1st September 2008
This is just the pick of the recent releases. The New Releases and Future Releases pages are always available for browsing all the new and forthcoming releases.
Brahms - Symphony No. 1 (and Brahms and Mendelssohn Choral Works)
The Monteverdi Choir, Orchestre Révolutionnaire et Romantique, John Eliot Gardiner
Following on from John Eliot Gardiner’s critically acclaimed recordings of the symphonies of Beethoven and Schumann, SDG are proud to be releasing the first disc in a new series exploring the music of Johannes Brahms. Recorded live during last autumn’s Brahms and his antecedents tour, and showcasing the four symphonies as well as Brahms’ major choral works, this series is an important milestone for SDG heralding the development of the label beyond the music of Johann Sebastian Bach and the Renaissance choral repertoire which have so far dominated its catalogue.
Berlioz - Symphonie Fantastique
Berliner Philharmoniker, Sir Simon Rattle
Having championed Russian and German repertoire in their first three releases of 2008, Sir Simon Rattle and the Berliner Philharmoniker turned to French music for their latest CD, specifically the Symphonie fantastique and La mort de Cléopâtre by Hector Berlioz. The Grammy-Award winning mezzo-soprano Susan Graham is featured in La mort de Cléopâtre.
watch a 6 minute video
Britten: Complete works for piano & orchestra
Steven Osborne (piano), BBC Scottish Symphony Orchestra, Ilan Volkov
The three compositions which comprise Britten’s music for solo piano and orchestra constitute a unique, yet still little explored, part of his output. Here they are brought together in a stunning disc that pays tribute to the great artistry of all involved.
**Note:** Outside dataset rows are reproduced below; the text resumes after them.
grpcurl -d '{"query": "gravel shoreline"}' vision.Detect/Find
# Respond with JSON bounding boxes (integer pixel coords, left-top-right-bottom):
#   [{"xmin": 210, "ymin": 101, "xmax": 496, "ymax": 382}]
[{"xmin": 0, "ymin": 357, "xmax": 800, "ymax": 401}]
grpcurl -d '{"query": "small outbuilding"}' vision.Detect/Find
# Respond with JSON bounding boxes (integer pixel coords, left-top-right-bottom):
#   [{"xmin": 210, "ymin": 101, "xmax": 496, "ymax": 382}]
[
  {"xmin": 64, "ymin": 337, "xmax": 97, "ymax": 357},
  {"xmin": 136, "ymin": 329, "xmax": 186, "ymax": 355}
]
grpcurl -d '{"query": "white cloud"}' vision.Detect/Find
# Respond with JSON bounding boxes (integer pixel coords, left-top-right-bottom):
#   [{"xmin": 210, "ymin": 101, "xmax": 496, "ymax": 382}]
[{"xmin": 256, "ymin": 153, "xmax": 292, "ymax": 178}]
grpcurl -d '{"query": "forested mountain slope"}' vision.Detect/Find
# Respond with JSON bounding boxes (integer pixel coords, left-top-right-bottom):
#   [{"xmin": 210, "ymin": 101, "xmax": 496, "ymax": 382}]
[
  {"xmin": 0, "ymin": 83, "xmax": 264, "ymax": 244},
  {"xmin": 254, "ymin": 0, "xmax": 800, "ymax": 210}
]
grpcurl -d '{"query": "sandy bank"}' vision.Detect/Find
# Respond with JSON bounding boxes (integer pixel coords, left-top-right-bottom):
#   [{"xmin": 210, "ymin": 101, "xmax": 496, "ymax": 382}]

Mahler: Symphony No. 5 in C sharp minor
Tonhalle Orchestra Zurich, David Zinman
This is the fifth release in David Zinman & Tonhalle Zurich’s Mahler Symphony cycle, which is set to be complete by 2010.
Having completed several cycles, among them the complete Beethoven symphonies (with over 1 million copies sold internationally), the orchestral works of R. Strauss and Schumann, in 2007 the orchestra embarked on this Mahler Symphony cycle which has split critics but undoubtedly has something new to say.
Bach - Cantatas Volume 40
Bach Collegium Japan, Masaaki Suzuki
Although Bach did not compose many cantatas during the year 1725, the four cantatas that he did compose are far from being routine affairs. Lobe den Herren (Praise to the Lord), BWV 137, is a case in point: in it Bach includes the original text of the famous hymn, and also uses the familiar melody in all five movements to a greater or lesser degree. To impose such limitations must have been a challenge to himself as a composer, and the imagination and technical skill with which he fulfilled his task are striking.
Beethoven: Violin Concerto and Tsintsadze: Miniatures
Lisa Batiashvili (violin and direction), Deutsche Kammerphilharmonie Bremen
Hailed as one of the most exciting musicians of her generation: “Dazzling…” (The Daily Telegraph); “…lavish virtuosity” (The Financial Times); her eagerly-awaited follow-up sees Batiashvili, internationally regarded as a superb interpreter of the classical repertoire and a decided champion of new music, in another adventurous collaboration with her trademark twist of unusual pairings: this time Beethoven’s Violin Concerto with the Deutsche Kammerphilharmonie Bremen coupled with Miniatures by Georgian composer Sulkhan Tsintsadze (1925-1991) featuring the Georgian Chamber Orchestra.
Haydn & Hummel - Trumpet Concertos
Alison Balsom (trumpet), Die Deutsche Kammerphilharmonie Bremen
Alison Balsom’s fourth CD for EMI Classics features Franz Joseph Haydn and Johann Nepomuk Hummel’s evergreen trumpet concertos, coupled with concertos by Johann Baptist Georg Neruda and Giuseppe Torelli. Balsom also directs Die Deutsche Kammerphilharmonie Bremen.
“Occasionally a player comes along who turns all the preconceived ideas about their instrument on their head, and reinvents the repertoire. … Alison Balsom is a virtuoso player and a natural, gifted communicator, but what really comes across is her sheer exuberance and joy in making music.” Classic FM Magazine
watch a 7 minute video
Bellini: La straniera
Geoffrey Mitchell Choir and The London Philharmonic Orchestra, David Parry
Three of Bellini’s operas – La sonnambula and Norma (both 1831), and his last work, I puritani (1835) – remain classics of the bel canto repertoire, yet the slightly earlier La straniera (The Stranger) remains curiously neglected. In fact, this highly romantic melodrama, first staged at La Scala in 1829, was initially a success and only fell from grace when the bel canto style itself became unfashionable. Opera Rara’s cast boasts singers with the vocal skills and dramatic insight to enliven this neglected masterpiece of romantic opera, which has been lost to Bellini fans for far too long.